- Origin: Cheltenham, Gloucestershire, England, UK
- Genres: Pop-punk, skate punk, melodic hardcore
- Years active: 1996 – present
- Labels: Golf Records Not On Your Radio Go-Kart Records
- Members: Rob Crebbin Tom Saunders Simon Bayliss Bob Kilminster
- Past members: David Humphries Jon Priestley Jamie Oliver
- Website: www.4ftfingers.com

= 4ft Fingers =

English punk rock band

4ft Fingers (pronounced "four foot fingers") are an English punk rock band from Cheltenham, England, formed in 1996. They play very fast, melodic skate punk.

==History==
4 ft Fingers were formed in Cheltenham in 1996, although they did not become known as the 4ft Fingers until 1998. Previous band names included Subterfudge, West Bay Trash and The Drones.
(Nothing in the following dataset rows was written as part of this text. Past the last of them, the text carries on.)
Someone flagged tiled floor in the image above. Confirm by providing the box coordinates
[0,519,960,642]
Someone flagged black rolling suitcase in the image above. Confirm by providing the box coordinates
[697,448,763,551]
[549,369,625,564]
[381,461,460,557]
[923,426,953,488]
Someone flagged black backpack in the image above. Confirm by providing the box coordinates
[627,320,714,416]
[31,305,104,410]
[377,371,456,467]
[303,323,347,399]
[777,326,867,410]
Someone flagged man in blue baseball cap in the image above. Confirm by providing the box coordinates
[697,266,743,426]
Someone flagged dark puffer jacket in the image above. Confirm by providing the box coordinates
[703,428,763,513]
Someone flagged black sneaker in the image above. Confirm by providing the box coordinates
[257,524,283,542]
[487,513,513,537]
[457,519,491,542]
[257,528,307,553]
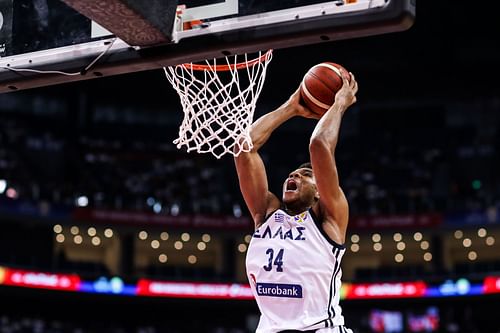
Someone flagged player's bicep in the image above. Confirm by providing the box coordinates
[235,153,277,223]
[310,141,347,222]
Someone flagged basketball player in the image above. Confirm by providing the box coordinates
[235,74,358,333]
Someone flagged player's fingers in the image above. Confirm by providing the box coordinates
[349,72,358,94]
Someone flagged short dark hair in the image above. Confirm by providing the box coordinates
[298,162,312,169]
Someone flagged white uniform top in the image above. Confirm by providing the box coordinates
[246,209,350,333]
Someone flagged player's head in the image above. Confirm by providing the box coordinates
[282,163,319,212]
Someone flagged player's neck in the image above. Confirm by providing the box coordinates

The original band lineup in 1998 was Rob Crebbin (guitar and vocals), Tom Saunders (guitar and vocals), Andy White (bass and vocals) and Magic Dave Humphries (drums). Although at this stage Dougie AKA Kyle Douglas who later became the bass player for the band, was a regular on the scene, as he was close friends with the band and worked at Pizza Hut with Rob and Tom. The year of 1998 to 1999 also saw the band add Alexis 'Lex' Llewellyn-Porter (trumpet) and Beth Rose (saxophone) to the band to play on the track Hopeless Romantic.
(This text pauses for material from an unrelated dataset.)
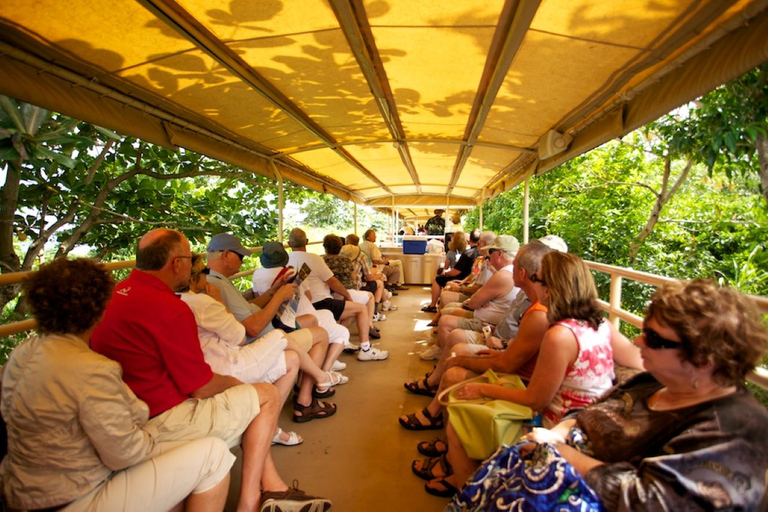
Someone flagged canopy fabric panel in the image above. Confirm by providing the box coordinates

The mid nineties was a time of a minor musical revolution in Cheltenham. This period saw a number of high profile punk bands play in Cheltenham at The Attic or the Axiom including Snuff, Mad Caddies, Goober Patrol, Capdown and King Prawn. 4ft Fingers were normally the support act. They also played regularly alongside Spunge, a local ska/punk Band from Tewkesbury, Gloucestershire.

Lead singer Rob Crebbin stated in an interview that the name comes from the fact he has large hands and had an old rubber bat toy which sat on top of his television – "the [other band members] used to say he had fingers like mine and someone said they're 4ft Fingers and so we went with that". In 2001 the band recorded and later released their debut album At Your Convenience on Jamdown Records, which was followed by a tour consisting of 140 gigs throughout the UK. This tour caught the attention of Golf Record and in 2002 the band signed to Golf Records.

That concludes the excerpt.